Difficile dire quale fu la successione della capitolazione. In cima all’elenco figurano probabilmente, in un qualche ordine, le cassette video e quelle audio così come i dischi in vinile. Entrambi sostituiti – in primis – da cd e dvd e – in secundis – dallo streaming via internet. Sconfitta su tutta la linea pure per le radioline: giochi per bimbi e serissimi strumenti per chi voleva tenersi in contatto con i parenti lassù in cascina: un quarto di secolo fa era necessario mettersi d’accordo sull’orario della chiamata, oggi ci pensa il digitalissimo telefonino ad avvisare il padrone quando qualcuno lo cerca.
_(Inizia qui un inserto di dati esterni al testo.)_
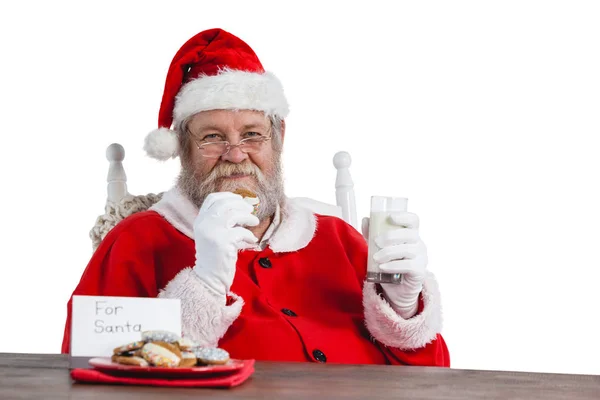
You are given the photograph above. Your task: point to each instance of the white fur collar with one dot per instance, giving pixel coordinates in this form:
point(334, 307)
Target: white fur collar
point(297, 228)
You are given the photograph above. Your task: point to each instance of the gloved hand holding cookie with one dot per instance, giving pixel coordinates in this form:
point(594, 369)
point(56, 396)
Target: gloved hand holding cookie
point(167, 350)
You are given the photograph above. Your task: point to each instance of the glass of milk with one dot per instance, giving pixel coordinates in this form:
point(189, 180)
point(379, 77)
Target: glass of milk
point(381, 208)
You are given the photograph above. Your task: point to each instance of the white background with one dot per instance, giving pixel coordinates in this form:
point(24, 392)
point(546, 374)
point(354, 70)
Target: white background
point(484, 114)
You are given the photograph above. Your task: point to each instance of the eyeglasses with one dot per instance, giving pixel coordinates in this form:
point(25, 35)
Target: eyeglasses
point(212, 147)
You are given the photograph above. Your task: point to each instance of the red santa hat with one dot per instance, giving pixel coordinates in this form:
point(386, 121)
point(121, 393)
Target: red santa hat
point(214, 70)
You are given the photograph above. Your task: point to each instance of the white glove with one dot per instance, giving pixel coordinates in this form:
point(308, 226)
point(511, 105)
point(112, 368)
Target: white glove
point(401, 252)
point(219, 235)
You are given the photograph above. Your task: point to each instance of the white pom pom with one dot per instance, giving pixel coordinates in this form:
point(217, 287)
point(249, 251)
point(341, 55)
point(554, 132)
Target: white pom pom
point(162, 144)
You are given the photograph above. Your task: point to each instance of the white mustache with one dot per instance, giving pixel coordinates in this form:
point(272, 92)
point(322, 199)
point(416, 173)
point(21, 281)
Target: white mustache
point(226, 170)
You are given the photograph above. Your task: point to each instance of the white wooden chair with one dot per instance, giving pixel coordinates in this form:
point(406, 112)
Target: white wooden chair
point(120, 203)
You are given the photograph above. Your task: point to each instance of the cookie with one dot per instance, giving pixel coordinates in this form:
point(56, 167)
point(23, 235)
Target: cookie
point(250, 198)
point(186, 344)
point(211, 355)
point(162, 354)
point(128, 348)
point(137, 361)
point(160, 336)
point(188, 359)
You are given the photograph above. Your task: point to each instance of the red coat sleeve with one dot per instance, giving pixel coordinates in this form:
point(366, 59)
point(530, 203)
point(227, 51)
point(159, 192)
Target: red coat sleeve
point(416, 341)
point(119, 267)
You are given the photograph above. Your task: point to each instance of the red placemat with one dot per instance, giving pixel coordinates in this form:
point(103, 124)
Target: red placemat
point(219, 381)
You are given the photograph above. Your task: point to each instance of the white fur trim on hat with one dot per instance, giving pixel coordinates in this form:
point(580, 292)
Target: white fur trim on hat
point(162, 144)
point(232, 90)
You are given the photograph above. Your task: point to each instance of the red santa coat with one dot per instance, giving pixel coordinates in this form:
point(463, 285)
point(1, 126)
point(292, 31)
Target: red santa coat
point(302, 298)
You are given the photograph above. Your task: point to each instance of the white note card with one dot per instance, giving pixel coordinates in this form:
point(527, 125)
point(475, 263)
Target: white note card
point(101, 323)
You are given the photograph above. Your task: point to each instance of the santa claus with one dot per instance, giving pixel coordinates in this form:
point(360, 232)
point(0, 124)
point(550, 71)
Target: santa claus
point(266, 281)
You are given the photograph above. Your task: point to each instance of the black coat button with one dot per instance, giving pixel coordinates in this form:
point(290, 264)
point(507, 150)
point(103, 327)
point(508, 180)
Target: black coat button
point(319, 355)
point(289, 312)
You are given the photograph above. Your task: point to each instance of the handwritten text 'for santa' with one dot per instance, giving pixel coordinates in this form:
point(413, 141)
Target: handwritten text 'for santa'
point(101, 323)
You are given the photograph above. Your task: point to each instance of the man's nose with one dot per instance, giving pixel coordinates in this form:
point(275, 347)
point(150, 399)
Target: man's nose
point(235, 155)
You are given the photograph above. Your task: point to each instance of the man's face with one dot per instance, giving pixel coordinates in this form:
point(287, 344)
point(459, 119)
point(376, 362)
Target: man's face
point(258, 172)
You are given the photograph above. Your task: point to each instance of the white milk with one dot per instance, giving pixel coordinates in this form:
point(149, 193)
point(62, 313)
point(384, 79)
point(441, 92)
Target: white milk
point(381, 208)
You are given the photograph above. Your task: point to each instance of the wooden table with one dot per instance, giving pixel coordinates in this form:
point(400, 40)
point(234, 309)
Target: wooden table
point(32, 376)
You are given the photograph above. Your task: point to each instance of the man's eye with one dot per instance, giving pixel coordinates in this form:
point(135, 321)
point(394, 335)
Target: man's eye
point(213, 137)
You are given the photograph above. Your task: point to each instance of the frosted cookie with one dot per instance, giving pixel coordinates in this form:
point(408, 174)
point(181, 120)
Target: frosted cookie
point(250, 198)
point(186, 344)
point(128, 348)
point(211, 356)
point(188, 359)
point(160, 336)
point(137, 361)
point(161, 354)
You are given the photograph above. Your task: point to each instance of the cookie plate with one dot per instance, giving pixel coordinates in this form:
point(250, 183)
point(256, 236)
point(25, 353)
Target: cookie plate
point(107, 366)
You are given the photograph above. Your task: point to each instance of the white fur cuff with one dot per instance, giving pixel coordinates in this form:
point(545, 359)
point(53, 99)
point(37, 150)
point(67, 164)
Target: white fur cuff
point(390, 329)
point(204, 316)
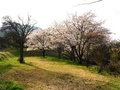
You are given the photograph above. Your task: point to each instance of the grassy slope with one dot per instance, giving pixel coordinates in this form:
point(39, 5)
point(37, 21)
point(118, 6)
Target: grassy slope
point(51, 74)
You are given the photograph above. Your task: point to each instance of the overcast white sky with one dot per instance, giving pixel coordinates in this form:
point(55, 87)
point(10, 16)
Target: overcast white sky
point(46, 11)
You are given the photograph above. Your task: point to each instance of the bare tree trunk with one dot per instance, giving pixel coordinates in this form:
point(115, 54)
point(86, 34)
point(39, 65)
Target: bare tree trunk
point(21, 58)
point(60, 52)
point(43, 52)
point(72, 54)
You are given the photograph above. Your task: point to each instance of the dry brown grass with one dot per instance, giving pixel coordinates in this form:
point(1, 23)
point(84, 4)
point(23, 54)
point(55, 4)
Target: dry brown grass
point(41, 74)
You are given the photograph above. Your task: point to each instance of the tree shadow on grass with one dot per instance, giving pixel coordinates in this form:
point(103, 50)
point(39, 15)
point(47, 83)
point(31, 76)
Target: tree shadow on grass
point(38, 78)
point(6, 67)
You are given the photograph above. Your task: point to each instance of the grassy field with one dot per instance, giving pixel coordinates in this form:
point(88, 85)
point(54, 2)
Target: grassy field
point(50, 74)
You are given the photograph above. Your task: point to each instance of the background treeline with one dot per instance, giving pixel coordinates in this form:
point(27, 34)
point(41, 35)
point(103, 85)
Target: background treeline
point(81, 39)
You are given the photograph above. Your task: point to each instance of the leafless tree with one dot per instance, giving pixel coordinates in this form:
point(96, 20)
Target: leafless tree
point(19, 31)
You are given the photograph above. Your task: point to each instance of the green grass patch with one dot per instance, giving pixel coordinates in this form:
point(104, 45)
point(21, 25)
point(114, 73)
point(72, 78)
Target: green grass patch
point(51, 73)
point(10, 85)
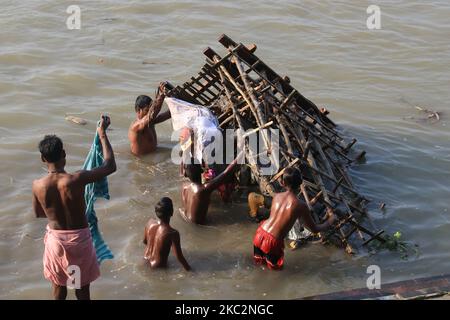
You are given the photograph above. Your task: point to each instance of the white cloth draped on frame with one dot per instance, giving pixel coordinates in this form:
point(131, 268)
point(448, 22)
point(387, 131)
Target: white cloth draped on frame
point(200, 120)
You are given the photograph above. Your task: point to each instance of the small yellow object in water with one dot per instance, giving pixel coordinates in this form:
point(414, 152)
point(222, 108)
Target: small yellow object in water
point(76, 120)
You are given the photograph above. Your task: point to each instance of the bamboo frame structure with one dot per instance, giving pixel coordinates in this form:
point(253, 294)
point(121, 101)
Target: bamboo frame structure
point(243, 92)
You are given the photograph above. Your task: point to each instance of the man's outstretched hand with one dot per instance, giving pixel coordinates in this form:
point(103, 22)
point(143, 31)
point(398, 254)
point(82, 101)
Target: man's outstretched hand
point(105, 121)
point(162, 88)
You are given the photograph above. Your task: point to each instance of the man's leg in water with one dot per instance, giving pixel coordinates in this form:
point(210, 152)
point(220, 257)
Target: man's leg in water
point(59, 292)
point(83, 293)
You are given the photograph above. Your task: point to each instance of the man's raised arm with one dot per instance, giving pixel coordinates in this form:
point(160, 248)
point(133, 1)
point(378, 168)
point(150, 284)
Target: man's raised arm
point(152, 116)
point(109, 163)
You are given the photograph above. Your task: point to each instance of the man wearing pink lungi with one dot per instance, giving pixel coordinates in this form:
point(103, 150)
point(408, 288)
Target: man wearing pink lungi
point(66, 248)
point(69, 255)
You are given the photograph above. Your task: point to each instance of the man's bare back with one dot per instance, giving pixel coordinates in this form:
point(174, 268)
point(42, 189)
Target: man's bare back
point(142, 132)
point(143, 141)
point(61, 198)
point(286, 208)
point(196, 201)
point(160, 237)
point(196, 196)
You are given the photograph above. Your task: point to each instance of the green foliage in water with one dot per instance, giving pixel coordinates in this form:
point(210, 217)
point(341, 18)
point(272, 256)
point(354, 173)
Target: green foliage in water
point(394, 243)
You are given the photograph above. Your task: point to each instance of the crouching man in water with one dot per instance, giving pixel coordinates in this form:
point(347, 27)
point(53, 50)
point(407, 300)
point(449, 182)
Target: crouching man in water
point(159, 237)
point(142, 133)
point(196, 196)
point(59, 196)
point(285, 210)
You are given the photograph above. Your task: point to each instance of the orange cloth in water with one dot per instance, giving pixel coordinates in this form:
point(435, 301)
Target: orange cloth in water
point(268, 249)
point(64, 248)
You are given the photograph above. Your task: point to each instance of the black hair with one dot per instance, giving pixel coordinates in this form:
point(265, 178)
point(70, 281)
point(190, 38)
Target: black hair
point(292, 178)
point(51, 148)
point(164, 208)
point(193, 172)
point(142, 102)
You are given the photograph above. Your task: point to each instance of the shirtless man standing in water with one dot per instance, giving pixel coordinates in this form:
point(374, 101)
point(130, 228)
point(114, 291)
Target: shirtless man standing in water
point(160, 237)
point(285, 210)
point(196, 196)
point(142, 133)
point(59, 197)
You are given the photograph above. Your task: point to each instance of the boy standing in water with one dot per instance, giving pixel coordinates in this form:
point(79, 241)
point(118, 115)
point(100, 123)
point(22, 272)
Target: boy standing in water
point(160, 237)
point(142, 133)
point(59, 197)
point(285, 210)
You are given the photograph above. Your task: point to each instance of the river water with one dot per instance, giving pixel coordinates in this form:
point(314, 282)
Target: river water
point(370, 80)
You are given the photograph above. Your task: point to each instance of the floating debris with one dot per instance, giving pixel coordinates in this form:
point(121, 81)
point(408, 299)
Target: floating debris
point(76, 120)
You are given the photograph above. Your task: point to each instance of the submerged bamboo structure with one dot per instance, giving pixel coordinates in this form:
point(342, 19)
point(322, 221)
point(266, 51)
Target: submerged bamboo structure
point(244, 92)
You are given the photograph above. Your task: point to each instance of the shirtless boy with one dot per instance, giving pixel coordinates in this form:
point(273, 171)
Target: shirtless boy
point(285, 210)
point(59, 197)
point(142, 133)
point(160, 237)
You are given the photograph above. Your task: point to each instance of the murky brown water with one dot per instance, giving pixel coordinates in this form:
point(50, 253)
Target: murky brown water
point(370, 81)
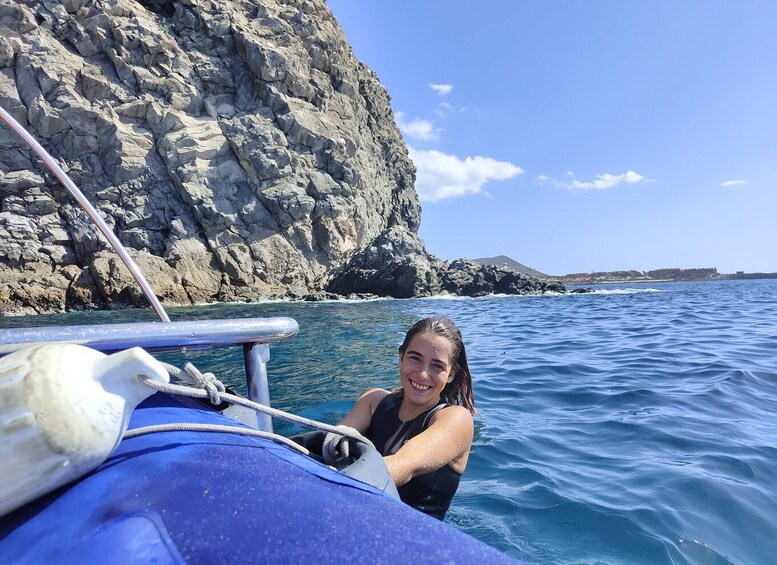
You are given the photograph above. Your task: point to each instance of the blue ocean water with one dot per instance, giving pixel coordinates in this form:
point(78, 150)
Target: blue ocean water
point(636, 424)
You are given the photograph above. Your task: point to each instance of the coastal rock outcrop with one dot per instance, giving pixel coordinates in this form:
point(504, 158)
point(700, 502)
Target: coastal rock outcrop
point(237, 148)
point(396, 264)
E mentre il rullino, con le sue 36 foto al massimo, scompariva rapidamente dalle abitudini quotidiane, la tv cedeva al digitale, rendendo pressoché inutili le antenne sui tetti, e il cinema sostituiva la pellicola con gli hard-disk e lo streaming.

A capitolare, l’anno prossimo, saranno pure i telefoni di casa, in attesa che anche l’ultimo bastione dell’analogico venga definitivamente espugnato: con lo spegnimento della radio Fm, la rivoluzione di zero e uno sarà allora completa. E l’analogico rimarrà un ricordo un po’ rétro e un po’ gracchiante da trasformare in moda del momento.